Figure 5-1 shows a sample trace document and calls out the basic features of the track pane. You use the timeline at the top of the pane to select where you want to investigate. Clicking in the timeline moves the playhead to that location and displays a set of inspection flags, which summarize the information for each instrument at that location. Clicking in the timeline also focuses the information in the Detail pane on the surrounding data points; see “The Detail Pane.”
Although each instrument is different, nearly all of them offer options for changing the way data in the track pane is displayed. In addition, many instruments can be configured to display multiple sets of data in their track pane. Both features give you the option to display the data in a way that makes sense for your program.
The sections that follow provide more information about the track pane and how you configure it.
Each time you click the Record button in a trace document, Instruments starts gathering data for the target processes. Rather than append the new data to any existing data, Instruments creates a new trace run to store that data. A trace run constitutes all of the data gathered between the time you clicked the Record button and stopped gathering data by clicking the Stop button. By default, Instruments displays only the most recent trace run in the track pane, but you can view data from previous trace runs in one of two ways:
Use the Time/Run control in the toolbar to select which trace run you want to view.
Click the disclosure triangle next to an instrument to display the data for all trace runs for that instrument.
Figure 5-2 shows an instrument that has been expanded to show multiple trace runs. In this example, several trace runs have been collected, each of which was generated from a slightly different set of events. You might gather multiple trace runs when you are trying to reproduce a problem that does not occur every time, creating new trace runs until the problem surfaces. If you want to compare multiple trace runs using the exact same set of events, however, you need to create a user interface track, a process that is described in “Working with a User Interface Track.”
When you save a trace document, Instruments normally discards the data from all runs except the one that is currently selected. It does this to keep the size of your trace documents from becoming too large. If you want to save all trace runs for your documents, go to the General tab of the Instruments preferences and uncheck the Save Current Run Only option.
Some instruments are capable of displaying multiple streams of data inside their corresponding track pane. You can configure which streams of data are displayed using the instrument inspector, as shown in Figure 5-3. The Statistics to Graph section lists all of the integer-based data values gathered by the instrument. Selecting the checkboxes in that section adds the corresponding statistics to the track pane.
For information about the data gathered by each instrument, see “Built-in Instruments.”
Instruments provides several different styles for graphing data in the track pane. Most instruments choose a style that makes the most sense for the type of data they are displaying. You can change the selected style for an instrument using the Style pop-up menu in the instrument’s inspector. Figure 5-4 shows several of the styles.
Instruments supports zooming in and out on track pane data along both the vertical and the horizontal axes.
To change the horizontal (time) scale, use the slider control below the instruments pane.
To change the vertical (amplitude or volume) scale, select an instrument and do one of the following:
Open the instrument’s inspector and use the Zoom slider there.
Select the View > Increase Deck Size menu item to increase the zoom factor.
Select the View > Decrease Deck Size menu item to decrease the zoom factor.
For horizontal zooming, Instruments expands or contracts the track pane around the current playhead position. If you set the playhead to a particular point before zooming, you can zoom in or out on the data under that point.
After you identify a potential problem area in the track pane, you use the Detail pane to examine the data in that area. The Detail pane displays the data associated with the current trace run for the selected instrument. Instruments displays only one instrument at a time in the Detail pane, so you must select different instruments to see different sets of details.
Different instruments display different types of data in the Detail pane. Figure 5-5 shows the Detail pane associated with the File Activity instrument, which records information related to specific file system routines. The Detail pane in this case displays the function or method that called the file system routine, the file descriptor that was used, and the path to the file that was accessed. For information about what each instrument displays in the Detail pane, see “Built-in Instruments.”

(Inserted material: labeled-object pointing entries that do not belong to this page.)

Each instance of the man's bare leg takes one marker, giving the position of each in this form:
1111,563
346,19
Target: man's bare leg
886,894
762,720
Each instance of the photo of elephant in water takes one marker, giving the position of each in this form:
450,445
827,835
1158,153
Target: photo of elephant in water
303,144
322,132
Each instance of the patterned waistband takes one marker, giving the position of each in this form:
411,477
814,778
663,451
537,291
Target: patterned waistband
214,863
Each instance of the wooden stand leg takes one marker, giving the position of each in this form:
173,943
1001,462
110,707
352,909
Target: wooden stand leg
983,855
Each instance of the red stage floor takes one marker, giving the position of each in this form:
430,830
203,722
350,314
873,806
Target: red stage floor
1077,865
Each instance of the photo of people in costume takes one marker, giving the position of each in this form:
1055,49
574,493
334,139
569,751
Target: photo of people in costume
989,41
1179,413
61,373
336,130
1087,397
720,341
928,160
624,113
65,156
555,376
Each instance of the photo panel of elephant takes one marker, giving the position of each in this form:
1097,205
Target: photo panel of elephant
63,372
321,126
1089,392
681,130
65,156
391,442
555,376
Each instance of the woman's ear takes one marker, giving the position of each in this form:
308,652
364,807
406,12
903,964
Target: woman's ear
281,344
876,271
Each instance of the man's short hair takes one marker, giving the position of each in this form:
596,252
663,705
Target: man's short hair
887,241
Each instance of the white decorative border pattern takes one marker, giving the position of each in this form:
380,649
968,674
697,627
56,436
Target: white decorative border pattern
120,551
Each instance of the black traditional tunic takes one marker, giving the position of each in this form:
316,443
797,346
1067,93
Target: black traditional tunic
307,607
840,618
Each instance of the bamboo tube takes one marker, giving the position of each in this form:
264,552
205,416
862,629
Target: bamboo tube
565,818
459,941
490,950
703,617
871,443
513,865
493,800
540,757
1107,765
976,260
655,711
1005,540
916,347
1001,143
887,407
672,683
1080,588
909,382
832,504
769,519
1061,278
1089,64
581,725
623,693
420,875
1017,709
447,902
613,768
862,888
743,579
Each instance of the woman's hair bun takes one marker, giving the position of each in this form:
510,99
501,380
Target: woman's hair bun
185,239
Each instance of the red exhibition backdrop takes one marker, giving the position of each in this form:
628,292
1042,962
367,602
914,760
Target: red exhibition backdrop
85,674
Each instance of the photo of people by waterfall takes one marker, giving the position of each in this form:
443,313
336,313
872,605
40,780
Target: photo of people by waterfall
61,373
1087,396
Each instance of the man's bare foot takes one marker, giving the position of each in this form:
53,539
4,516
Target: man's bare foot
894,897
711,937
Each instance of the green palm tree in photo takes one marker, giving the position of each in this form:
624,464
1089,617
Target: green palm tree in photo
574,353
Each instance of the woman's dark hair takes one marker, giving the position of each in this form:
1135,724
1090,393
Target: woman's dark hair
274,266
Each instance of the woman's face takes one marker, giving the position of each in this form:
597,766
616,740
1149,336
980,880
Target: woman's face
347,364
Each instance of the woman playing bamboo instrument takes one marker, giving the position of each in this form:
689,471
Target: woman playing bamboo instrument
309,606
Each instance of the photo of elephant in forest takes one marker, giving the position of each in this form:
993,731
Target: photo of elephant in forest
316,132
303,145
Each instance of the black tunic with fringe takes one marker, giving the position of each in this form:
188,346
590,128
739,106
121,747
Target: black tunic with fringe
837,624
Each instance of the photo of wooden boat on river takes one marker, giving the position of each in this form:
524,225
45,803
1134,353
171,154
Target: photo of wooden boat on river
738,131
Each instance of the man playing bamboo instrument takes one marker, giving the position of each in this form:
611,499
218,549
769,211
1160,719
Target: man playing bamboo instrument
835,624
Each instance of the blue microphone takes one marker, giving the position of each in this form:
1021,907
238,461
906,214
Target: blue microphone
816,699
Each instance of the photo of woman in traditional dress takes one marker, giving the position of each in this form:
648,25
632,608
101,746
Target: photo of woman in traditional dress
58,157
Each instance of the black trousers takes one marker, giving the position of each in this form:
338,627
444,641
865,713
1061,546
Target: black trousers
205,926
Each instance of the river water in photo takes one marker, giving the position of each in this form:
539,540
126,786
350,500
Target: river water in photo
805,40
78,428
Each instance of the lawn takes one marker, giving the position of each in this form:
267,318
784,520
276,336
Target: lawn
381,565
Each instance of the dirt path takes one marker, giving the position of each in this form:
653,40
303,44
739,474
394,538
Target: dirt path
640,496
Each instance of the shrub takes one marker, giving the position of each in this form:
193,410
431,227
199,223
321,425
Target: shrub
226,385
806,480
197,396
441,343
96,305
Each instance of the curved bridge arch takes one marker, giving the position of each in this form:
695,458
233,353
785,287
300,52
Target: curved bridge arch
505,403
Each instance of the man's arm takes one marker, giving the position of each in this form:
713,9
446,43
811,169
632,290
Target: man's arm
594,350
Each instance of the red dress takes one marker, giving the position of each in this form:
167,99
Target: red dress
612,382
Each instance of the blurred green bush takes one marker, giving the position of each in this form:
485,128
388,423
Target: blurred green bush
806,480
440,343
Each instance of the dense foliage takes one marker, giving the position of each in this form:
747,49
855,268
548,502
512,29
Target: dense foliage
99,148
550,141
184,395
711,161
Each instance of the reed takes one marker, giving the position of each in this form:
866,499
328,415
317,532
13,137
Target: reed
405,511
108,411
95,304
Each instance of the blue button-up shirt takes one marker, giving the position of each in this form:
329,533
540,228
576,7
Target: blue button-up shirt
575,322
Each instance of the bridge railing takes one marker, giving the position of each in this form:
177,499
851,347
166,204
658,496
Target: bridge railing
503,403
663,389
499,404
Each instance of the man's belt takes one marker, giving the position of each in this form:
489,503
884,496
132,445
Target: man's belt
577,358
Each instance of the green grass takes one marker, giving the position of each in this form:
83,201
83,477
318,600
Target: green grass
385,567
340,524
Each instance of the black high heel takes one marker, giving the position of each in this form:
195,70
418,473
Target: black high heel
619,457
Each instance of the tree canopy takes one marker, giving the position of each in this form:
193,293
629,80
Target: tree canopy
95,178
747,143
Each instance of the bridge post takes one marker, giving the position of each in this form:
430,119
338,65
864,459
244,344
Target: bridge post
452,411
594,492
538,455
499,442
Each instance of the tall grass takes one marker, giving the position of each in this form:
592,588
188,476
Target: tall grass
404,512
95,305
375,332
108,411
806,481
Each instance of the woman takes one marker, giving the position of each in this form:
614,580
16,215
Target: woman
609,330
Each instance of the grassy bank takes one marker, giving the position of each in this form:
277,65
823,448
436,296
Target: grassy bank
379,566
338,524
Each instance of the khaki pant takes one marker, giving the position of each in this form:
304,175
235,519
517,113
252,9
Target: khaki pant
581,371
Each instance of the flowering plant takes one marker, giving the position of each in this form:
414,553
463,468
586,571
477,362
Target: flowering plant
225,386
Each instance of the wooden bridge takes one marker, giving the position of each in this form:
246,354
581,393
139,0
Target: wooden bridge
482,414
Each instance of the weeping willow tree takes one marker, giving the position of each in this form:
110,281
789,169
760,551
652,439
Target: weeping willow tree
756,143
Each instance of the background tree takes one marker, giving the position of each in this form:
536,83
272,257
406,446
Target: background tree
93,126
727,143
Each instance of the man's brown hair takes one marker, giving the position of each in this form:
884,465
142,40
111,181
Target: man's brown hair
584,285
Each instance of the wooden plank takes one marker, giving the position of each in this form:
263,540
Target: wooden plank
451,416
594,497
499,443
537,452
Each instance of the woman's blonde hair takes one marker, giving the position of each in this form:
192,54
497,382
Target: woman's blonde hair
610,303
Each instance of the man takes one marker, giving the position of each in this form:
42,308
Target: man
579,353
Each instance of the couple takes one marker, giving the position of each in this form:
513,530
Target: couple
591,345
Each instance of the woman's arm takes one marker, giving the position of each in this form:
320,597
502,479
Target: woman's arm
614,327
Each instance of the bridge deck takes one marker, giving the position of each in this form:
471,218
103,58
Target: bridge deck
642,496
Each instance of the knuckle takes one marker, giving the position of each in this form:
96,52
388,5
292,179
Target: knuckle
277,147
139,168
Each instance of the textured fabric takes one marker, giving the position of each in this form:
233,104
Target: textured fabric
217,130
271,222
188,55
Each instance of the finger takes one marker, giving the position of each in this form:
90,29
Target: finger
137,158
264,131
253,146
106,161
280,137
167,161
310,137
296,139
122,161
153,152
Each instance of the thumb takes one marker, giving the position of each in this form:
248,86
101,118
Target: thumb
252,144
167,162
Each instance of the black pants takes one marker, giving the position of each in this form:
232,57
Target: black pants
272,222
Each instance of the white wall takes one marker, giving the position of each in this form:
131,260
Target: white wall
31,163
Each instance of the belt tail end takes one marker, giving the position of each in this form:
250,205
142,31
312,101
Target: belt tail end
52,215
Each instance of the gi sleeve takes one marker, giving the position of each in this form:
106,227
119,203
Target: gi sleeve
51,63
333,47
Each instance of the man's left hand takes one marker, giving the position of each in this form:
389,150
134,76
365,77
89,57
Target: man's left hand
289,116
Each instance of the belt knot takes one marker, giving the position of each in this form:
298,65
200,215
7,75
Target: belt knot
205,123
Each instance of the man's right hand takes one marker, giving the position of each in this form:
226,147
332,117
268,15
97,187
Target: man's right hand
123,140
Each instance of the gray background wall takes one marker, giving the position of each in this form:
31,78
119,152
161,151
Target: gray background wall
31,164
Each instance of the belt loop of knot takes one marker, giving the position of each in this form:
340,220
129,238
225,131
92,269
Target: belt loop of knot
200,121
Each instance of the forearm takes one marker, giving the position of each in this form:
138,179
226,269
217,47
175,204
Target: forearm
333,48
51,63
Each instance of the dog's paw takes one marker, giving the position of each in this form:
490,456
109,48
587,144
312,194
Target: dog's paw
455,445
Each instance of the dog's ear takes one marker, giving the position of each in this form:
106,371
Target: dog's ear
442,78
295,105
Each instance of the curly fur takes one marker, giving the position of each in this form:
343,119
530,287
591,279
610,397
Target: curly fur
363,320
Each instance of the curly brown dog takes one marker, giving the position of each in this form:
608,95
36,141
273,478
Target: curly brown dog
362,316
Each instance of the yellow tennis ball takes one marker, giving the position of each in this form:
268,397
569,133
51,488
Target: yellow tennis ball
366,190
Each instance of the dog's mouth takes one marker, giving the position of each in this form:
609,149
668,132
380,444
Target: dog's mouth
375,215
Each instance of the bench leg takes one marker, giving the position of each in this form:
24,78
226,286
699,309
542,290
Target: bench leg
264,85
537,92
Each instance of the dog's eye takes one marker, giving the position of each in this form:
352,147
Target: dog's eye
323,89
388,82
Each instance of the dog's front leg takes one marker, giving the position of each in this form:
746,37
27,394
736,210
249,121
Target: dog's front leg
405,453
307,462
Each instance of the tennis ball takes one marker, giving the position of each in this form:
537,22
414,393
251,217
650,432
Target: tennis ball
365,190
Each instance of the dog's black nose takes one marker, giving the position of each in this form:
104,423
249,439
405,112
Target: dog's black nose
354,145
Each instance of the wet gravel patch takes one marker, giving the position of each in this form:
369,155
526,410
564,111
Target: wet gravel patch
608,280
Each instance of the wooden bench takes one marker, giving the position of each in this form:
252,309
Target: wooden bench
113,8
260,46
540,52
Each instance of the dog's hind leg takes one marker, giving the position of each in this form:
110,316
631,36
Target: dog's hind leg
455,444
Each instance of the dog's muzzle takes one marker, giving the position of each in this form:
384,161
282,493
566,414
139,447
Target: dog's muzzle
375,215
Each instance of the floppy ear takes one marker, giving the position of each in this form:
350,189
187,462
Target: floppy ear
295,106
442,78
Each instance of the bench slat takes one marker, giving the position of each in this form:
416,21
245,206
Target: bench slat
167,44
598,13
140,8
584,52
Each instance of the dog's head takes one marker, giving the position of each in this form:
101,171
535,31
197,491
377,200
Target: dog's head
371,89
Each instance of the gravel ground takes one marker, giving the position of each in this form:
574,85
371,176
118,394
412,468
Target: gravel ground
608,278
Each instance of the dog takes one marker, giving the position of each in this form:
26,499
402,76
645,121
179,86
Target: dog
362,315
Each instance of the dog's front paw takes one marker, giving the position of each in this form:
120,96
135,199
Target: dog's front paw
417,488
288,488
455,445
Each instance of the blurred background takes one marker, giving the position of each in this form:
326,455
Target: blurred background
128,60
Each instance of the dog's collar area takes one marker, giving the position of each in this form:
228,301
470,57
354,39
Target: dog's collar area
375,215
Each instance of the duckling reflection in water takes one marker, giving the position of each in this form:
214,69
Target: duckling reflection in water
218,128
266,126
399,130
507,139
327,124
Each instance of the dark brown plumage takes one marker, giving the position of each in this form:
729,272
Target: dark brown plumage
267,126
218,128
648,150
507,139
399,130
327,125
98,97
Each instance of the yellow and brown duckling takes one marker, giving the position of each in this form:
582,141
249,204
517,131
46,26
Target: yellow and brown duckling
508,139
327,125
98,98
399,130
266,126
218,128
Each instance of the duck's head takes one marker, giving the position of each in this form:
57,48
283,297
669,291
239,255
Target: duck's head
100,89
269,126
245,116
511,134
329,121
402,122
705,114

To open or close the Detail pane, do one of the following:
Choose View > Detail.
Click the View button in the toolbar and select Detail from the pull-down menu.
Click the Toggle Detail Pane button at the bottom left of the trace document window, next to the Full Screen mode button.
Select Detail from the Action menu at the bottom of the Instruments window.
For some instruments, you can display the data in the Detail pane using more than one format. The Detail pane supports the following formatting modes:
Table mode displays a flat list of aggregated sample data.
Outline mode displays a hierarchical list of samples, typically organized using stack trace or process information.
Diagram mode displays a list of the individual samples
To view an instrument’s data using one of these formats, click the appropriate mode button along the bottom of the Detail pane (see Figure 5-5). Which modes an instrument supports depends on the type of data gathered by that instrument. For example, the Sample instrument supports only table and outline modes, but the Network Activity instrument supports all three modes.
When displaying data in Outline mode, you can use disclosure triangles in the appropriate rows to dive further down into the corresponding hierarchy. Clicking a disclosure triangle expands or closes just the given row. To expand both the row and all of its children, hold down the Option key while clicking on a disclosure triangle.
You can sort the information displayed in the Detail pane according to the data in a particular column. To do so, click the appropriate column header. The columns in the Detail pane differ with each instrument.
You can type a string in the search field in the lower-right corner below the Detail pane to narrow down the list of information displayed in the Detail pane. By default, Instruments applies the specified search string against all of the data recorded by the instrument. With some instruments, however, you can refine the scope of your search even further. For example, use the ObjectAlloc instrument to apply the search string against specific subsets of the instrument data, such as the library or routine that created the memory block. You can even search for objects at a specific memory address.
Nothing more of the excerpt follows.